GFS — Google File System
The predecessor to HDFS (and published before it), GFS was designed for Google’s workloads: large files, high sequential throughput, fault tolerance at scale. Its design influenced HDFS and much of the thinking behind distributed storage systems. GFS is not publicly available; HDFS is the open-source equivalent.
Storage in System Design
Every component of a system stores data somewhere. Matching the storage type to the workload is one of the most important architectural decisions:
Decision Framework
- Need low latency random I/O? → Block storage (database volumes, NVMe SSDs). Relational databases, NoSQL stores, and message queues all need block storage.
- Need multiple servers to share the same files? → File storage (NFS/EFS).
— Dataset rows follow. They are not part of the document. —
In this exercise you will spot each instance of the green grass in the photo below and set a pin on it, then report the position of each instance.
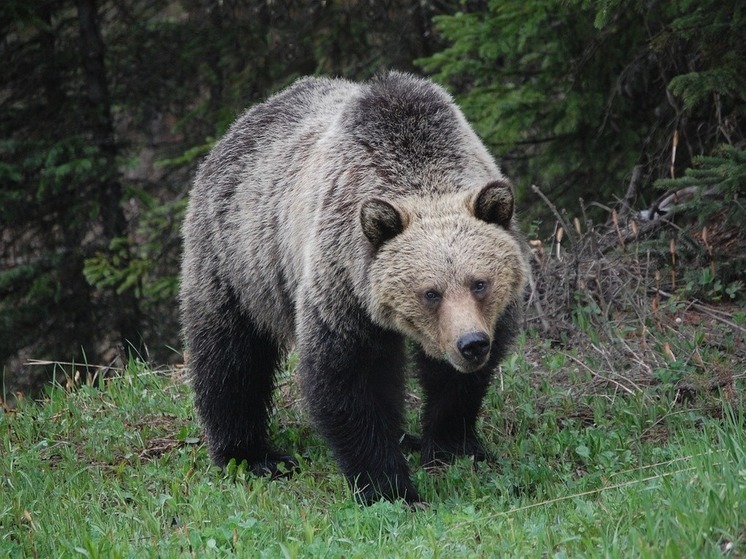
(118, 470)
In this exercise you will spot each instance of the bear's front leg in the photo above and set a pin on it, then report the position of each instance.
(452, 404)
(354, 386)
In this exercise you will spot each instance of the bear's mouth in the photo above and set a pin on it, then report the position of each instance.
(463, 365)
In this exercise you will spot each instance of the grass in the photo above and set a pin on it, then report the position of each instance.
(584, 468)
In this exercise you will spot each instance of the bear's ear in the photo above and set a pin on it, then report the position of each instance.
(381, 221)
(494, 203)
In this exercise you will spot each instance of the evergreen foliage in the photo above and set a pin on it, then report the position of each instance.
(105, 110)
(572, 95)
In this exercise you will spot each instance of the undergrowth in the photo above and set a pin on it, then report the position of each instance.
(585, 465)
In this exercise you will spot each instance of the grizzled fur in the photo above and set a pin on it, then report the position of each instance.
(339, 219)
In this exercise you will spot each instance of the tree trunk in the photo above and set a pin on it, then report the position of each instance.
(124, 308)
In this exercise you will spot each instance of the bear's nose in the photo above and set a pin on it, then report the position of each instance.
(474, 346)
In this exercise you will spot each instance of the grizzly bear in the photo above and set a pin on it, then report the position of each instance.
(342, 219)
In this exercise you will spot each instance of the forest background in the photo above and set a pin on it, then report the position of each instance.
(106, 108)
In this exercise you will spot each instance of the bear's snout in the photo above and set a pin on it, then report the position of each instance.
(474, 346)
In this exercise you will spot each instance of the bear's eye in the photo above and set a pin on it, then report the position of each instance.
(479, 286)
(433, 297)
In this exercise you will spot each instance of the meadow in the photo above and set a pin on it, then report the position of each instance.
(587, 463)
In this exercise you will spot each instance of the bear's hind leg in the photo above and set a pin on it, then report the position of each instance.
(452, 404)
(232, 367)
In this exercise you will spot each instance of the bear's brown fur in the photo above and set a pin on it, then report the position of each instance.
(340, 219)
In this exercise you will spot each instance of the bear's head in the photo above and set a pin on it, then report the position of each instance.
(444, 269)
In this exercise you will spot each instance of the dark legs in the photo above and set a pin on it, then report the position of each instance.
(453, 399)
(355, 393)
(232, 368)
(449, 415)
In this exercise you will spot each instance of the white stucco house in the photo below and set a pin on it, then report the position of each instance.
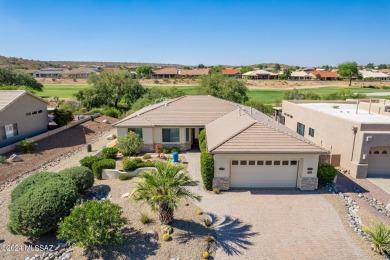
(22, 115)
(250, 149)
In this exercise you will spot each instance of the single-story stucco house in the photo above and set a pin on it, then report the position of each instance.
(22, 115)
(250, 149)
(357, 133)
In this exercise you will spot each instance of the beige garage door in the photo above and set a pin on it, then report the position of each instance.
(263, 173)
(379, 162)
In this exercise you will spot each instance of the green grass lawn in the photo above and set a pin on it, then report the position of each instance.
(267, 96)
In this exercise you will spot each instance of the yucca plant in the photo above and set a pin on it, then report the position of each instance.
(380, 236)
(163, 189)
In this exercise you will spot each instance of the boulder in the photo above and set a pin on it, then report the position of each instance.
(165, 229)
(15, 158)
(110, 137)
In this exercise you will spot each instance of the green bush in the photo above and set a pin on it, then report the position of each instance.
(326, 172)
(89, 160)
(109, 153)
(111, 112)
(380, 237)
(130, 165)
(39, 210)
(62, 117)
(147, 156)
(97, 167)
(124, 177)
(207, 169)
(82, 176)
(25, 146)
(93, 223)
(35, 180)
(175, 149)
(130, 144)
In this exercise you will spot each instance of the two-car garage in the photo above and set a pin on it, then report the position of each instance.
(263, 173)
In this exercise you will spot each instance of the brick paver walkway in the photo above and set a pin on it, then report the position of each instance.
(274, 224)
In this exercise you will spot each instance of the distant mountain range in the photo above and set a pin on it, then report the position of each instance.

Application config, shared media, build artifacts that multiple CI workers need simultaneously.
- Need to store large amounts of unstructured data durably and cheaply? → Object storage (S3). User uploads, backups, ML datasets, logs, static assets. This is the default for anything that isn’t a database or a shared filesystem.
- Need to process petabytes in batch? → Distributed file system (HDFS) or object storage as a data lake (S3 + Spark/Athena).
Common Patterns
Application servers are stateless: Application code and configuration come from object storage or are baked into container images. Local disk on application servers is ephemeral. User-generated content goes directly to object storage, never to the local filesystem of an application server.
Databases use block storage: Attach a high-performance block volume (EBS io2, local NVMe) to your database server. The database manages the filesystem. Use RAID 10 or cloud-managed replication for durability.
Object storage as the data lake: Ingest raw data into S3 (or equivalent). Query it with serverless tools (AWS Athena, BigQuery) or batch processing frameworks (Spark). Avoid moving large datasets to HDFS on-premises unless you have a specific reason to — managed object storage is simpler to operate and often cheaper.
When a component needs to store data, explicitly name the storage type and justify it. “User profile photos go to S3 — object storage gives us eleven-nines durability and virtually unlimited scale at low cost” is far stronger than “we store images somewhere.” For databases, mention block storage and the volume type (SSD/NVMe vs HDD). If asked about large-scale data processing, distinguish HDFS from modern S3-based data lake architectures. Bring up RAID only if the question involves on-premises infrastructure or data durability at the disk level.